Comic Rik’s wife is Jewish
by Rik Mayall Interviews And Articles Archive Blog
By Grant Rollings for The Sun, July 2002
COMEDIAN Rik Mayall says he can’t be anti-Semitic – because his wife and children are Jewish.
The former Young Ones star was criticised last week for his spoof portrayal of Hitler in a £1million anti-euro cinema advert.
Dressed as the Nazi leader, Rik rants: “Ein Volk! Ein Reich! Ein Euro!” (One people! One empire! One euro!).
The Board of Deputies of British Jews, which represents Jewish people here, claimed the three-second clip of Rik in uniform “belittled” the memory of the six million Jews who were killed in the Holocaust.
Yet the dad-of-three says he doesn’t need any lectures about Judaism and the sensitivities aroused by references to Hitler.
Rik, who has been married for 17 years to Barbara, explains: “My wife is Jewish, so my children are Jewish, too, as the Jewish race goes through the mother’s line.
“And I suppose that if the SS were to march in, I’d be in the concentration camp for collaboration simply for marrying Barbara.”
The No Campaign commercial, that will be seen in 200 cinemas from July 12, also features Sir Bob Geldof, Vic Reeves, Harry Enfield and Johnny Vaughan.
All urge voters to oppose plans to replace the Pound with the euro.
But it is Mayall’s performance in the 90-second advertisement that has particularly rattled the pro-euro camp, with the European Commission describing it as being in “appallingly bad taste” and “insulting”.
And Liberal Democrat leader Charles Kennedy describes the commercial as “offensive”.
However, the funnyman insists the Yes camp has missed the point of his skit, which he says is meant to be satirical.
Rik, 44, says he is against the euro because he wants Britain to remain independent of Brussels.
He says: “In essence, the argument we in the No camp wish to get across is that it is possible to be a European but against the euro — and able to use national stereotypes to laugh at Europeans.”
But his use of Hitler as a stereotype has failed to raise a laugh among leading members of the Jewish community in Britain, many of whom have branded it as tasteless.
Labour peer Lord Janner, who is chairman of the Holocaust Educational Trust, described the portrayal as “crass, distasteful and totally inappropriate”.
He added: “Those responsible should withdraw this offensive advert immediately.”
But No Campaign director George Eustice argues: “It is a harmless comedy sketch for three seconds in a 90-second film.”
When Tony Blair was questioned about the ad in the House of Commons last week, he played down its significance by saying: “A joke is a joke.”
The Prime Minister added that economic arguments would win the day on whether the UK adopted the euro — not celebrities or pop stars.
Rik believes passionately in the serious message behind his Hitler spoof.
In an interview in yesterday’s Sunday Times, he said: “It’s satire.
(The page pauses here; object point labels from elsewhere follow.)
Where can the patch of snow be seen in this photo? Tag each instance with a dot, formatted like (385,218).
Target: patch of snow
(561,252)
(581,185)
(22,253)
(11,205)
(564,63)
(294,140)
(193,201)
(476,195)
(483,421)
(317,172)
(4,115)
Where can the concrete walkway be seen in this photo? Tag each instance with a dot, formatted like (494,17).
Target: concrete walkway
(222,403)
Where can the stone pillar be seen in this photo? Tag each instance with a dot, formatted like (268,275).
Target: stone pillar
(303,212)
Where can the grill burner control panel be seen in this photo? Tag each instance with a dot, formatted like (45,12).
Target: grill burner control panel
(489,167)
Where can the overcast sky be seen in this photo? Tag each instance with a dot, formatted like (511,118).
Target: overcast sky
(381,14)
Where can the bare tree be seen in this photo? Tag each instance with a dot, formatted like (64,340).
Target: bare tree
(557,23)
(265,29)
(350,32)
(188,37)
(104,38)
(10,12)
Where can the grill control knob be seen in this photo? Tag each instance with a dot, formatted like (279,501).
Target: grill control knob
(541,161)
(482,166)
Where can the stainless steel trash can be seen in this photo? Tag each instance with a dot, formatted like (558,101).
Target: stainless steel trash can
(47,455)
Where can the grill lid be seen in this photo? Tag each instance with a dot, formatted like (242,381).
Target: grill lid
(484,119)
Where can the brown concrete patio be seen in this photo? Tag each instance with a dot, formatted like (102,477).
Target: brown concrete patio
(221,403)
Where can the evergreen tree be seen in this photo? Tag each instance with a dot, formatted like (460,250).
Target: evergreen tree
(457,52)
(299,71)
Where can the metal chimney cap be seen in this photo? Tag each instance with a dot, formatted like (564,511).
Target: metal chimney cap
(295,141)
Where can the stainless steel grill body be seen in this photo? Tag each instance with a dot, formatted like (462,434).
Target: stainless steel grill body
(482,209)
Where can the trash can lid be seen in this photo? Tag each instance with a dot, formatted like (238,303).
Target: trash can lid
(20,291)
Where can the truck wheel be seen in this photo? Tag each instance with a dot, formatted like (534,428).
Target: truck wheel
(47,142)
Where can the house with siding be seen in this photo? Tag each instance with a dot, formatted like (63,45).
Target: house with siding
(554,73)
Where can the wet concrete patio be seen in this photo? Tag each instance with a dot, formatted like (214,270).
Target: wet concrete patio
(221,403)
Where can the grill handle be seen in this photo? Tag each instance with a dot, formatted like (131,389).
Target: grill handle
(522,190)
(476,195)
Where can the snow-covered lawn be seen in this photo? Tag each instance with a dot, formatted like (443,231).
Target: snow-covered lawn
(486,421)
Look, I’m saying what I say because if Hitler tells people to support the euro then surely they won’t — that’s the point of it.
“I’m not a joiner. So that means no to joining the euro.
“So on the euro it’s really that I’m an independent sort of person.
“If we join the euro the people in Brussels will take even more decisions on our behalf.
I don’t trust the financiers of Europe.Britain resisted the Armada and, yes, Hitler too.
“I like this distance we in Britain have. A little island between mainland Europe and America.”
Rik is not the first comedian to make fun of Hitler.
John Cleese, Spike Milligan and Mel Brooks have also sent up the German dictator.
Last week Jewish stand-up comic Ian Stone insisted Hitler should not be off-limits to comics.
Ian, 38, who performs regularly at London’s Comedy Store, said: “The whole point about this is that it is a joke.
“I didn’t think it was particularly funny but that doesn’t mean Rik shouldn’t have done it. Just because people have done appalling things doesn’t mean that you can’t make a joke out of them.”
Rik, who is about to appear in his first major television series since recovering from the 1998 quad bike accident that almost killed him, is well known for his digs at Right-wing politics.
He is famous for mocking the Tories in his Eighties TV series The New Statesman, in which he played lying, cheating Conservative MP Alan B’stard.
Rik claims he wanted to “destroy Thatcher” because cutbacks made by the former Conservative Prime Minister led to the closure of the collegE where his father worked.
Rik, who was born in Essex and brought up in the Midlands, considers himself to be British.
He says: “I’m not really English. In fact, I’ve got bits of Irish and Scottish blood in me.
“When I was in Edinburgh last year I went into a kilt shop and told them my name was originally Meall, not Mayall.
“The shop assistant looked up Meall and told me my family had come from Angus. He found the right kilt.”